- Interactive map of Krysset
- Coordinates: 59°41′41″N 8°03′47″E﻿ / ﻿59.69473°N 8.06306°E
- Country: Norway
- Region: Eastern Norway
- County: Telemark
- District: Vest-Telemark
- Municipality: Vinje Municipality

Area
- • Total: 0.94 km^{2} (0.36 sq mi)
- Elevation: 735 m (2,411 ft)

Population (2025)
- • Total: 620
- • Density: 660/km^{2} (1,700/sq mi)
- Time zone: UTC+01:00 (CET)
- • Summer (DST): UTC+02:00 (CEST)
- Post Code: 3864 Rauland

= Krysset =

Village in Vinje Municipality, Norway

Krysset or Krossen is a village in Vinje Municipality in Telemark county, Norway. The village is located near the eastern shore of the lake Totak, just to the southeast of the village of Raulandsgrend. The municipal centre of Åmot lies about 15 km south of Krossen.

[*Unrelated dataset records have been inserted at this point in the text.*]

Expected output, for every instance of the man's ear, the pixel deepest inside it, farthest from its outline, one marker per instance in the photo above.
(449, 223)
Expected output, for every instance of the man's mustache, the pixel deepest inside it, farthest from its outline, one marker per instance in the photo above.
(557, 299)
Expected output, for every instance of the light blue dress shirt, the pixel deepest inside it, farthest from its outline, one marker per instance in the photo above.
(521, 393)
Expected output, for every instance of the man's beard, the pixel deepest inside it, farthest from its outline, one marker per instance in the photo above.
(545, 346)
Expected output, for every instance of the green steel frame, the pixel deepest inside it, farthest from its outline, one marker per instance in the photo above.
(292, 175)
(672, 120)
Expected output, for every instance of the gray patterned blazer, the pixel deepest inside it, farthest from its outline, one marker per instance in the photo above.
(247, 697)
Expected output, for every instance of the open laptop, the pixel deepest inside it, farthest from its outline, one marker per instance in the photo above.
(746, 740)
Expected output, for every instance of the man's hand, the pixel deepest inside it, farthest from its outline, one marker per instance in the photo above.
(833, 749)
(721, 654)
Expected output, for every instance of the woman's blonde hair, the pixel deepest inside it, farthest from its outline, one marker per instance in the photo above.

The 0.94 km2 village has a population (2025) of 620 and a population density of 660 PD/km2.

== History ==

Krossen has a rich history, with settlement activities dating back to the early medieval period. The area was historically part of the larger administrative district of Vinje Municipality, which has been a significant locality in Telemark county for centuries. The establishment of the Holum Church in 1825 marks an important development in the village's history, serving as a central place of worship and community gathering.

===Name===
Historically, the name was Krossen, but in 2025, the name was changed to Krysset, although Krossen is still an accepted name, but Krysset is the preferred name.